Alice Munro, one of the giants of Canada’s literary scene, has always been a tremendously sensitive and humane writer; in turning down yet another nomination for the prestigious Giller Prize, she’s proven to be an equally sensitive and humane cultivator of Canadian writing talent. Having already won the Giller twice—for The Love of a Good Woman and Runaway—Munro said that she would withdraw her new book, Too Much Happiness, from the arena in order to give a younger generation of writers a kick at the can, her publisher told the Globe:
“Her reason is that she has won twice and would like to leave the field to younger writers,” Munro’s publisher, Douglas Gibson, confirmed this week. “In my role as greedy publisher I pointed out that the Giller Prize produces so much publicity, that even to be nominated for it is tremendous publicity,” he said. “But her mind is made up on this. Alice preferred to withdraw from the competition.”
You could argue that withdrawing at this point whiffs of condescension, robbing other writers of the thrill of throwing their work into the arena with her and (however unlikely) prevailing. But knowing what we do about Munro and her books—every one is her “last collection before retirement,” until the next book comes along—I think this is a more generous and gracious move. She doesn’t appear to write for glory or money or prizes. She writes because she can’t not write.
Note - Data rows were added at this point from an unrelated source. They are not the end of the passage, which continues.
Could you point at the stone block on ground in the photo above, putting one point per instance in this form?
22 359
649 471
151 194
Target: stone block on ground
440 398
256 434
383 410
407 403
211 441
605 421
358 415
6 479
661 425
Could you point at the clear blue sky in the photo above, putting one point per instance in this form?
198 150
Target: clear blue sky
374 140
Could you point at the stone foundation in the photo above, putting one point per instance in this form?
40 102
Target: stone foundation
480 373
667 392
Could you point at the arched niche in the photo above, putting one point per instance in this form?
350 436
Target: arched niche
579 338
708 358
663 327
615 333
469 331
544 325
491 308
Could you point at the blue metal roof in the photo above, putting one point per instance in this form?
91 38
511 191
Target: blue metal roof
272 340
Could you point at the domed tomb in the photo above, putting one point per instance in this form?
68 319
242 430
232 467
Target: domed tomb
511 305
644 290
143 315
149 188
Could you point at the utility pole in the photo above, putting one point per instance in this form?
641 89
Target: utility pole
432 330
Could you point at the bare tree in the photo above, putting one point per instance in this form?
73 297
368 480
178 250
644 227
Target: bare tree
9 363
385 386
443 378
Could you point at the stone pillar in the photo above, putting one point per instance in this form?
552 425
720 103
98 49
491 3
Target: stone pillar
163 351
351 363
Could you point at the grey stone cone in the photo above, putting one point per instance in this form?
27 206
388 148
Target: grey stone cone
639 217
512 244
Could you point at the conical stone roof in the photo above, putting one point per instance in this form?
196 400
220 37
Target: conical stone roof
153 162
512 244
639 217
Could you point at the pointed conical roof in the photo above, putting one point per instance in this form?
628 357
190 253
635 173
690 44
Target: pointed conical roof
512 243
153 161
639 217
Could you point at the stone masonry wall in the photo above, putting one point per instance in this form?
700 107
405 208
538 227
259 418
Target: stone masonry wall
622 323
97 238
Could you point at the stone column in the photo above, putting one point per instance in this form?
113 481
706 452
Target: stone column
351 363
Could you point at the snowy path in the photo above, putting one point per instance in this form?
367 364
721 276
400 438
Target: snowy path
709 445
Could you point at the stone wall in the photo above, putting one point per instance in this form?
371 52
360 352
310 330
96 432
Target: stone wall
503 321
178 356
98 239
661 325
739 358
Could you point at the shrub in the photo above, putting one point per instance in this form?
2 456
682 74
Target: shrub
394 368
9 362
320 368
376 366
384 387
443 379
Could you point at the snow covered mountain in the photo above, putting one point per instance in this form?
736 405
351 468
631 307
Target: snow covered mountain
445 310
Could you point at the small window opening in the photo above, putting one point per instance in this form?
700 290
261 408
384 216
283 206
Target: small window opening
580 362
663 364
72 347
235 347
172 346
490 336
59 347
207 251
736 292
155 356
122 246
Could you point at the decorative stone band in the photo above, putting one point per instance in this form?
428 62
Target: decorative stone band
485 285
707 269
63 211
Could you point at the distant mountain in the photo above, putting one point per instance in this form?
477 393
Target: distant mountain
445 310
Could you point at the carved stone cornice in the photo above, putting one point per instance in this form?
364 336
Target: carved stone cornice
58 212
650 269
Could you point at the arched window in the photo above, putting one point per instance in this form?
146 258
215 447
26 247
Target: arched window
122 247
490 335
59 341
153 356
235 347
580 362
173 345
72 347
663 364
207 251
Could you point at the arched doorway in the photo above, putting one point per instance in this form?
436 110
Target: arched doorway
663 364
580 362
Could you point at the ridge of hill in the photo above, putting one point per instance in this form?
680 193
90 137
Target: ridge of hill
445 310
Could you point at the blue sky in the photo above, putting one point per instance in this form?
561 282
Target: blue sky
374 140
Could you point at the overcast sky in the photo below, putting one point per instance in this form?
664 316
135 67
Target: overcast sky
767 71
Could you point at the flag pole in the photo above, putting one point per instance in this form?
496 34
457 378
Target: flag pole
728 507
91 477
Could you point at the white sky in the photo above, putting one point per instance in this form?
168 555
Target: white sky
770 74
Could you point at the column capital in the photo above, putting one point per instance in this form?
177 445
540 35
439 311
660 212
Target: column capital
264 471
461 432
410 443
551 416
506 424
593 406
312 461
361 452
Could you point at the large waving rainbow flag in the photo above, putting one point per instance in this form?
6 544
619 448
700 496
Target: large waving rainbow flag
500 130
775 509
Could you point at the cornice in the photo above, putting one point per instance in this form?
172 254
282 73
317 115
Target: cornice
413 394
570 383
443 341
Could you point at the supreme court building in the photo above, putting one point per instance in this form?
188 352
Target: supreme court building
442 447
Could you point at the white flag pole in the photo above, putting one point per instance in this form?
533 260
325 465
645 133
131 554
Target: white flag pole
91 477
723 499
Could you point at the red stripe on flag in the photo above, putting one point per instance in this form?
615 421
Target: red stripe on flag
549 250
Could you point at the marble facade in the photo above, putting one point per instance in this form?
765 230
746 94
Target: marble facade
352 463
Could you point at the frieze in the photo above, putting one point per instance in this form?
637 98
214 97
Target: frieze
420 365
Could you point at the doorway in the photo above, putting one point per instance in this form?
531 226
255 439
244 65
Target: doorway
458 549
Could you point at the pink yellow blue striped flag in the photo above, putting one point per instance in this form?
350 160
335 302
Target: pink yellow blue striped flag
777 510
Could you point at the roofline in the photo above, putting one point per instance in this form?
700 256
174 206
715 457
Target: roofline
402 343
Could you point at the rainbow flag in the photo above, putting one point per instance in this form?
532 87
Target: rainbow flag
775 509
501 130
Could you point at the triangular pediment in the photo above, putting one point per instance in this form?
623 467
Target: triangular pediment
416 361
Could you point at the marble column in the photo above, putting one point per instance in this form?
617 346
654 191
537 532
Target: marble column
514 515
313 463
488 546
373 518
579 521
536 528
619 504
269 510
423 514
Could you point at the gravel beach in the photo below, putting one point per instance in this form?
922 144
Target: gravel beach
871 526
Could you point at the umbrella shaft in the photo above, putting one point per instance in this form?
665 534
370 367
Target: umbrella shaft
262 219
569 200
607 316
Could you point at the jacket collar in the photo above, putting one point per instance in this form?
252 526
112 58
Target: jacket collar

The spot that Munro’s withdrawal leaves open will be worth much more to someone else, maybe a writer with less exposure and fewer sales who nonetheless has something remarkable to say.
I look forward to more books from Alice Munro, who at 78 is still prolific. But like all ecologies, artistic and literary environments need new growth and development, and in stepping aside like this, Munro has shown her support for that natural and necessary evolution.